Dr Linda Stupart is an artist, writer, and educator from Cape Town, South Africa. They completed their Ph.D. at Goldsmiths, University of London in 2016, with a project engaged in new considerations of objectification and abjection. They are currently a permanent lecturer at Birmingham City University, and have previously worked at University of Reading, London College of Communication, and Camberwell Arts College. They have also run arts education projects at Tate, South London Gallery, Battersea Arts Centre, and Camden Arts Centre. Linda is interested in the possibilities for writing and making discrete grounded encounters with different kinds of bodies (of knowledge, objects, affect as well as corporeal bodies) as a way to think through less alienated ways of living and thinking together. This comes out of encounters with feminist art, postcolonial, ecological, queer, and affect theory as well as embodied and object-based critical institutional encounters.

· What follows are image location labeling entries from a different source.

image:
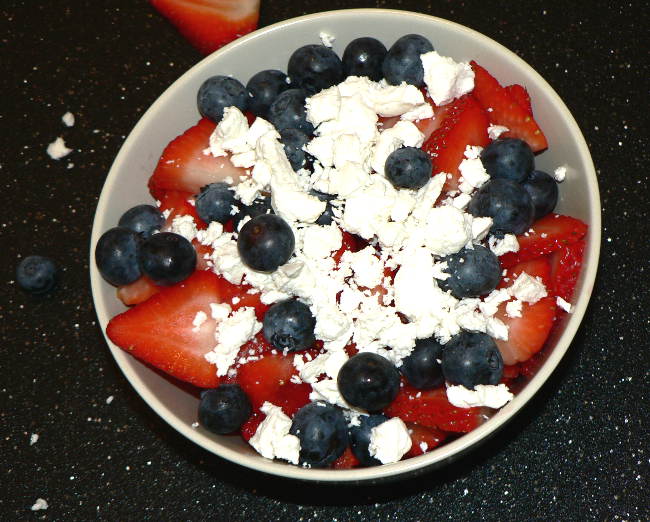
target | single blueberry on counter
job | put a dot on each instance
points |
(263, 88)
(368, 381)
(167, 258)
(265, 242)
(117, 256)
(224, 409)
(314, 67)
(143, 219)
(289, 325)
(323, 433)
(473, 272)
(403, 63)
(364, 57)
(472, 358)
(218, 92)
(37, 274)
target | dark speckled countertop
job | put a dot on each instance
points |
(578, 451)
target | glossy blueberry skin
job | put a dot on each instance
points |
(507, 203)
(314, 67)
(167, 258)
(265, 242)
(543, 192)
(215, 202)
(474, 272)
(408, 167)
(37, 274)
(262, 205)
(403, 63)
(323, 433)
(294, 140)
(117, 256)
(218, 92)
(421, 367)
(360, 438)
(364, 57)
(143, 219)
(288, 112)
(470, 359)
(368, 381)
(263, 88)
(224, 409)
(508, 158)
(289, 325)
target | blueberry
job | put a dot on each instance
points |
(262, 205)
(323, 433)
(289, 325)
(263, 88)
(224, 409)
(473, 272)
(288, 111)
(421, 367)
(508, 158)
(218, 92)
(144, 219)
(403, 63)
(364, 57)
(360, 438)
(408, 167)
(116, 256)
(265, 242)
(216, 202)
(543, 191)
(294, 141)
(507, 203)
(327, 217)
(472, 358)
(167, 258)
(314, 67)
(37, 274)
(368, 381)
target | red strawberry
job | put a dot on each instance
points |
(210, 24)
(550, 233)
(521, 96)
(538, 267)
(464, 123)
(503, 109)
(268, 379)
(528, 333)
(430, 408)
(566, 264)
(137, 292)
(183, 166)
(421, 436)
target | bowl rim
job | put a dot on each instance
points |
(405, 467)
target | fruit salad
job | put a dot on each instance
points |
(352, 261)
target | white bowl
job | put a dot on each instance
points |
(175, 110)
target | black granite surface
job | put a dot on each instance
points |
(579, 450)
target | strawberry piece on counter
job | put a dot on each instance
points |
(210, 24)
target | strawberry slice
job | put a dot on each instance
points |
(431, 409)
(184, 167)
(548, 234)
(423, 439)
(528, 333)
(464, 123)
(566, 264)
(268, 379)
(506, 109)
(538, 267)
(210, 24)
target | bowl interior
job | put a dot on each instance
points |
(175, 110)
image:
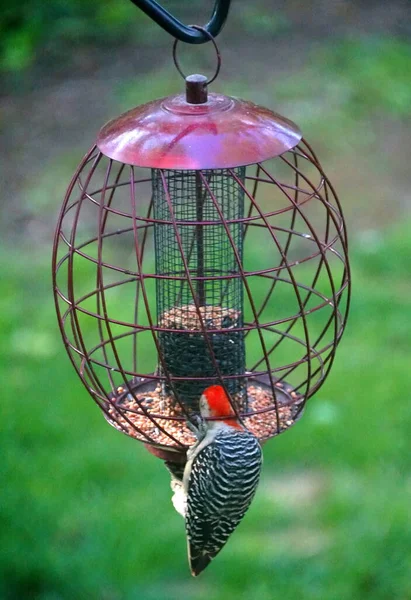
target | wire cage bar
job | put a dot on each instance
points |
(169, 281)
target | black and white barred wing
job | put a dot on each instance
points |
(222, 484)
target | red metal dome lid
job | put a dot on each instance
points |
(223, 132)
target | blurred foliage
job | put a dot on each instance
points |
(358, 77)
(32, 26)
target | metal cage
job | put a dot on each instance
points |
(175, 275)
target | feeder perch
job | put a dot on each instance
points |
(200, 242)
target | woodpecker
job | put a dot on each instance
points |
(220, 478)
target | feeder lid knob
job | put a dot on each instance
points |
(196, 89)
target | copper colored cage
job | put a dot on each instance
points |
(200, 243)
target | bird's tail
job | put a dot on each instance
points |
(198, 562)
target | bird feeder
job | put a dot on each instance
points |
(200, 243)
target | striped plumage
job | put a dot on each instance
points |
(221, 479)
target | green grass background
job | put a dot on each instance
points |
(85, 511)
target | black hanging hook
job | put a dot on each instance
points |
(177, 29)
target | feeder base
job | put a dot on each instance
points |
(146, 415)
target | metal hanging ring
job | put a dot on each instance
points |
(211, 38)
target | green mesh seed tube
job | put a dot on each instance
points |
(210, 257)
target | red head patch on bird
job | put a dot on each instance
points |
(215, 403)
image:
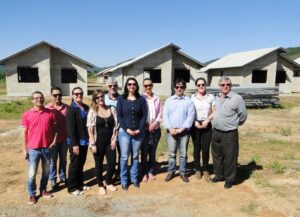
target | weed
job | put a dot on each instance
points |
(278, 167)
(250, 208)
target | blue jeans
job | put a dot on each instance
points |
(149, 149)
(59, 150)
(34, 157)
(129, 144)
(180, 142)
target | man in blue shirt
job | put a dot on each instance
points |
(179, 116)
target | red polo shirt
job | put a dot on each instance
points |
(39, 124)
(61, 124)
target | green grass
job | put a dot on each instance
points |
(2, 87)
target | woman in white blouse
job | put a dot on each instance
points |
(201, 131)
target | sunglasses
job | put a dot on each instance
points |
(179, 87)
(223, 85)
(57, 95)
(78, 94)
(99, 97)
(131, 84)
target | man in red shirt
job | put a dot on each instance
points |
(38, 137)
(60, 149)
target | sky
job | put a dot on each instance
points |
(106, 32)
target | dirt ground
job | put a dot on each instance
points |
(154, 198)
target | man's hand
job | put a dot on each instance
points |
(76, 150)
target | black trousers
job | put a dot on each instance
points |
(75, 178)
(104, 150)
(225, 150)
(201, 140)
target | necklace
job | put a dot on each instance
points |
(104, 117)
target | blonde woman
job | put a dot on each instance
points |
(103, 129)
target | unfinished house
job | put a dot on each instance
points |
(257, 68)
(163, 65)
(41, 67)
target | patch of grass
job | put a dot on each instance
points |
(2, 87)
(278, 167)
(285, 131)
(250, 208)
(14, 109)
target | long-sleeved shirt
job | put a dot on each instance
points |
(132, 114)
(179, 112)
(230, 112)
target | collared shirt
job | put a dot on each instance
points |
(39, 124)
(110, 102)
(179, 112)
(230, 112)
(132, 114)
(61, 125)
(203, 105)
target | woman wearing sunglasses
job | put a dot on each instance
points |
(201, 131)
(103, 127)
(78, 141)
(132, 116)
(152, 132)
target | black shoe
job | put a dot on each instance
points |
(184, 178)
(169, 177)
(217, 179)
(136, 185)
(125, 187)
(228, 184)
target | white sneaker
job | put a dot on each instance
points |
(111, 187)
(102, 191)
(85, 187)
(77, 193)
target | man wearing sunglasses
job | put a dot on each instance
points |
(230, 113)
(178, 116)
(60, 149)
(111, 99)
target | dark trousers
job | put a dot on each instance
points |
(149, 149)
(201, 140)
(110, 166)
(75, 177)
(225, 150)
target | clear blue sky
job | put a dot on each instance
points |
(108, 32)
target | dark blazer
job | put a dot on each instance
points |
(76, 125)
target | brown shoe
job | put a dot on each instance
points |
(32, 200)
(169, 177)
(184, 178)
(198, 175)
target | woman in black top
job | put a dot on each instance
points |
(102, 126)
(77, 141)
(132, 115)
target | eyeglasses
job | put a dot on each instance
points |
(78, 94)
(179, 87)
(223, 85)
(131, 84)
(40, 98)
(57, 95)
(99, 97)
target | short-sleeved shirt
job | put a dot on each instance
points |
(40, 131)
(61, 126)
(203, 105)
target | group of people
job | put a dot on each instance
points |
(123, 125)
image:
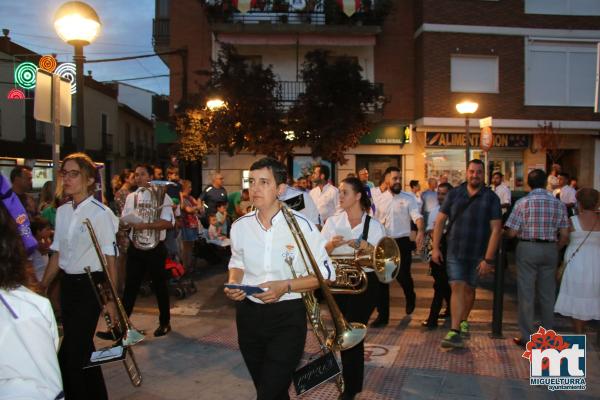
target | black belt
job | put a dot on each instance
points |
(537, 240)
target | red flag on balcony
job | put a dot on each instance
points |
(349, 7)
(242, 6)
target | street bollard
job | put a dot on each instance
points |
(499, 292)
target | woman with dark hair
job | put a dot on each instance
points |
(579, 295)
(28, 334)
(353, 229)
(74, 251)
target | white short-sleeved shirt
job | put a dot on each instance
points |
(310, 210)
(503, 192)
(567, 195)
(145, 197)
(327, 201)
(28, 365)
(262, 253)
(340, 225)
(396, 218)
(72, 240)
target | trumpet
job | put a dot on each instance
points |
(103, 293)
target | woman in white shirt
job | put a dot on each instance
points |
(345, 232)
(28, 335)
(74, 251)
(272, 325)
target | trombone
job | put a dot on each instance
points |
(345, 335)
(131, 335)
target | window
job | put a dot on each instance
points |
(560, 74)
(476, 74)
(563, 7)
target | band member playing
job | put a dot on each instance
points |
(140, 261)
(74, 251)
(272, 325)
(345, 232)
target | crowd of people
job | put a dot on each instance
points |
(460, 228)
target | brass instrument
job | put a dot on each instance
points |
(345, 335)
(383, 258)
(149, 211)
(131, 335)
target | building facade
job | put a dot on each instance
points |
(530, 65)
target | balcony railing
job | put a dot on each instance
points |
(288, 92)
(313, 12)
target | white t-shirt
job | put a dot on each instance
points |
(73, 241)
(327, 201)
(264, 254)
(310, 210)
(144, 197)
(396, 218)
(28, 363)
(340, 225)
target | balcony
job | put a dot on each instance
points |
(280, 12)
(288, 92)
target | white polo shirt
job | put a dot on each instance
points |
(310, 208)
(340, 225)
(327, 201)
(72, 240)
(503, 192)
(262, 253)
(28, 365)
(166, 212)
(396, 218)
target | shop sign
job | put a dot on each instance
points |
(388, 134)
(438, 139)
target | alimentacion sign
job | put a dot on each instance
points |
(444, 139)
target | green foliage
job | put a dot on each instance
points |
(333, 113)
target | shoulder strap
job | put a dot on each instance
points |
(365, 233)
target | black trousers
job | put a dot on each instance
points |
(357, 308)
(441, 290)
(140, 262)
(271, 339)
(80, 312)
(404, 278)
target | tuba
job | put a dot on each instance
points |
(383, 258)
(149, 211)
(131, 335)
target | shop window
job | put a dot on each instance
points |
(560, 74)
(563, 7)
(476, 74)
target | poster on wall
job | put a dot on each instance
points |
(303, 166)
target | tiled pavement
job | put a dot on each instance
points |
(200, 358)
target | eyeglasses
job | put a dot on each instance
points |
(71, 174)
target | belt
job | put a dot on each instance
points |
(537, 240)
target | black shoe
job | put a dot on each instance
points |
(519, 342)
(162, 330)
(410, 304)
(429, 325)
(107, 335)
(379, 323)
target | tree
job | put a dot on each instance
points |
(251, 119)
(334, 111)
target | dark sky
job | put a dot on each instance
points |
(126, 31)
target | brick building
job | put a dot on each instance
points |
(528, 63)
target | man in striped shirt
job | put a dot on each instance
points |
(540, 222)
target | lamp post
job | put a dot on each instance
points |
(467, 108)
(77, 24)
(213, 105)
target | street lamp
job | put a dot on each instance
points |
(213, 105)
(467, 108)
(77, 24)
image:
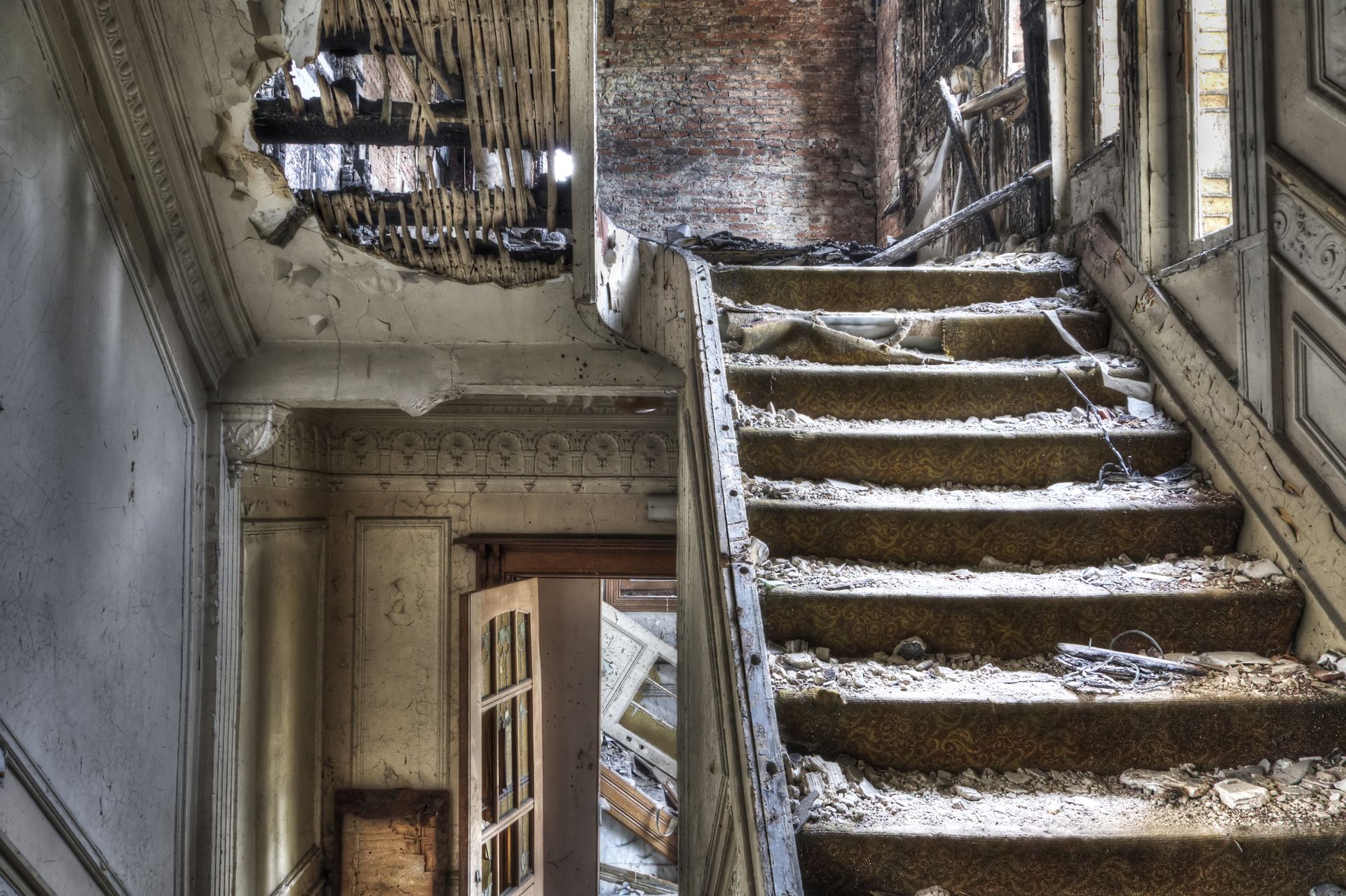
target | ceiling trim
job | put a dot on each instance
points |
(158, 162)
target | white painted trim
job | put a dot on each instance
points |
(186, 392)
(304, 878)
(20, 766)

Their current work consists predominately of writing, performance, film, and sculpture, and engages with queer theory, science fiction, environmental crises, magic, language, desire, and revenge. They have recently exhibited at Lisson Gallery, Raven Rown, Tate, IMT, Matt’s Gallery, and The Showroom in London; as well as Transmission in Glasgow, DISTRICT in Berlin, Kunstverein Dusseldorf, Kunstraum Niederösterreich in Vienna, and Syndicate in Cologne. They recently produced All Us Girls Have been Dead for so Long with Carl Gent for the ICA London; a play about climate change, queer sex, and “Ecco the Dolphin.”

Eva Wŏ

Eva Wŏ is a mixed Chinese-American/white queer born 1992 in New Mexico and based in Philadelphia since 2010. She uses collaborative portrait photography, digital collage, and moving images to cast spells of queer liberation somewhere between fantasy and futurism. She also produces queer film and art-centered events. Her work creates visibility for marginalized identities, while affirming infinite self-determination and self-love for those she works with, represents, and shares community with. Her work has been exhibited and screened nationally and internationally, from Vox Populi to the Taiwan International Queer Film Festival. Currently she is co-organizing the annual traveling Hot Bits Festival, Philadelphia’s only sex-positive film and arts festival. She is also a recipient of the Leeway Transformation Award and Elsewhere Exchange Fellowship.